We have just received our first donation of the year, a 1753 3 Pfennig coin from Münster, Germany. In 1753 there weren’t any Mennonites in the city of Münster. The group now known as Russian Mennonites were in Prussia at the time, and the Swiss-German Mennonites were further south in Germany. So what does this coin have to do with Mennonites? To answer that question, we have to go back to over two hundred years before this coin was minted, to a time before there was such a thing as “Mennonites.”
Martin Luther began the Protestant Reformation in 1517 when he posted his Ninety-Five Theses on the door of the All-Saints Church in Wittenburg. What began as an honest attempt to reform the Church soon turned into a religious schism that divided Catholics and Protestants. At the time, there was no concept of religious freedom as we understand it; if the leader of one country was Catholic, the entire country had to be Catholic. The same went for Protestant countries (so named because they protested the moral decline of the Church). The Anabaptists emerged in the 1520s in Switzerland. They agreed with the Protestants on many things, but went another step further. Where both Catholics and Protestants practiced infant baptism, the Anabaptists believed that Christians should only be baptized upon an adult confession of faith.

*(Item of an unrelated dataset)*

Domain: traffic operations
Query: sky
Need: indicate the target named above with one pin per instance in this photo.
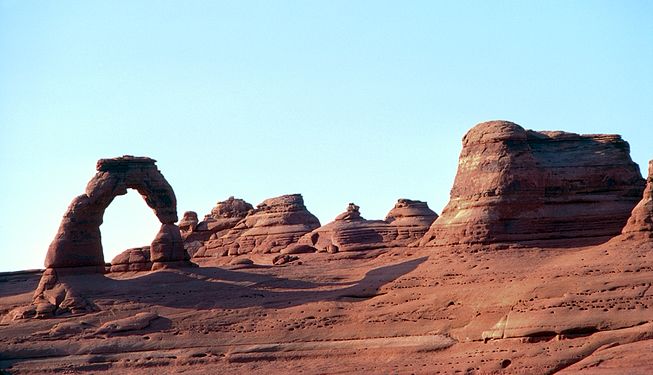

Despite opposition from the Catholics and Protestants, the Anabaptist movement grew around what are now the Netherlands, Germany, and the Czech Republic. Most Anabaptists were peaceful, but there was one sect that believed that Christ would soon return to Earth and destroy everyone who wasn’t Anabaptist. This is where things got out of hand: in order to hasten Christ’s return, members of this radical sect took control of the city of Münster in early 1534 and declared it the “New Jerusalem.” The new leaders made everyone get re-baptized and declared a community of goods (common ownership of everything). In response, the Bishop of Münster laid siege to the city. Mounting Münsterite casualties is likely why the leaders soon instituted polygamy. Theoretically, this was to better follow the example of the Old Testament patriarchs, but practically, by this time there were many more women than men.
The kingdom of New Jerusalem was not to be. The siege was broken on June 24, 1535, and the leaders were soon arrested and executed. This is where the Mennonite connection to this 1753 coin comes in, as it speaks to this violent episode in early Anabaptist history. This is important because it was in response to the Münster Rebellion that Menno Simons finally agreed to become a leader of the peaceful Anabaptists in the Netherlands. An ordained Catholic priest, he withdrew from the Catholic Church in January 1536 and his followers soon became known as Mennists, then Menninists, and then eventually as Mennonites.
That’s what a 1753 Pfennig from Münster has to do with Mennonite history. Not too bad for a single coin!